TANA TIDUNG – Upaya pencarian terhadap korban kecelakaan kapal man overboard Speed Habibi di Sungai Sesayap, Desa Tideng Pale, Kecamatan Sesayap, Kabupaten Tana Tidung, Kalimantan Utara, masih belum membuahkan hasil hingga hari ketiga operasi SAR, Sabtu (21/3/2026).
Kepala Kantor SAR (Kansar) Tarakan, Syahril, melalui Kepala Seksi Operasi dan Siaga Basarnas Tarakan, Dede Hariana, menyampaikan bahwa tim telah melakukan penyisiran di lokasi kejadian sejak pagi hingga sore hari.
“Pencarian telah dilaksanakan secara maksimal oleh Tim SAR Gabungan, namun hingga saat ini korban belum ditemukan,” jelasnya dalam laporan perkembangan operasi.
Korban diketahui bernama Firman (25), seorang ABK Speed Habibi yang terjatuh ke sungai saat kapal melintas dan dihantam arus deras pada Kamis (19/3/2026) sekitar pukul 16.35 WITA.
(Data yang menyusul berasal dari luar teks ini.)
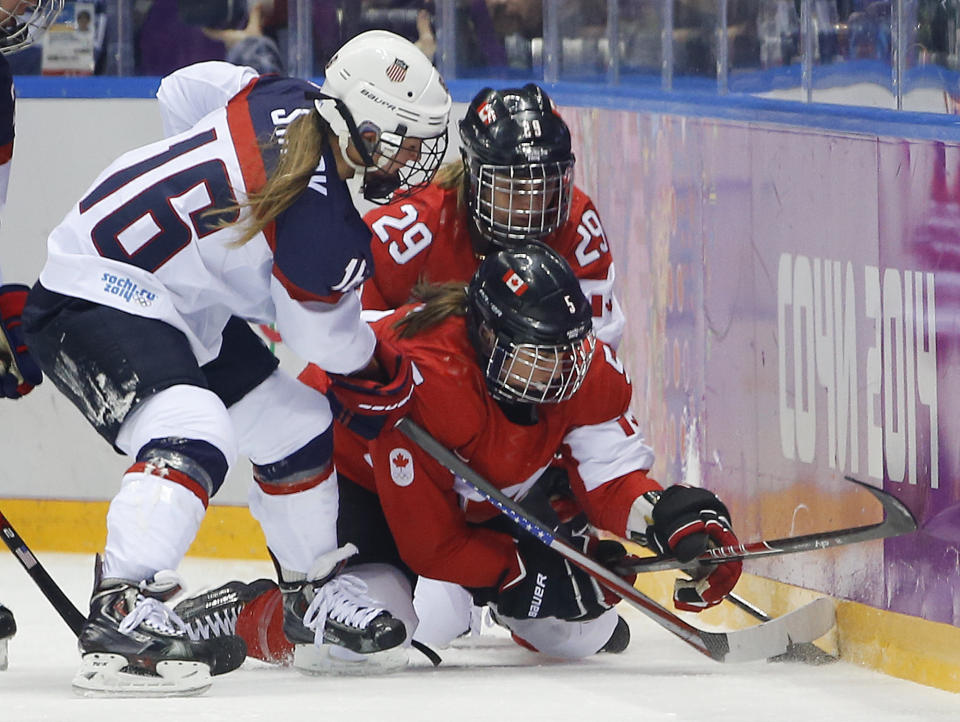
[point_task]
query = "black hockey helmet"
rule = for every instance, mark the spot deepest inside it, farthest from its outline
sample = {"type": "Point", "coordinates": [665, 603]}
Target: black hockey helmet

Informasi kejadian diterima Kantor SAR Tarakan dari BPBD Kabupaten Tana Tidung pada pukul 18.40 WITA di hari yang sama, sehingga tim langsung bergerak menuju lokasi untuk melakukan operasi pencarian.
Lokasi kejadian berada di koordinat 3°35’39.16″N 116°59’31.26″E, dengan jarak sekitar 37,84 nautical mile dari Kantor SAR Tarakan atau sekitar tiga jam perjalanan melalui jalur laut.
Dalam operasi ini, berbagai unsur SAR gabungan turut terlibat, meliputi Kantor SAR Tarakan, BPBD Tana Tidung, Brimob, Polsek Sesayap, Polairud Polres Tana Tidung, serta dukungan dari masyarakat dan pihak keluarga korban.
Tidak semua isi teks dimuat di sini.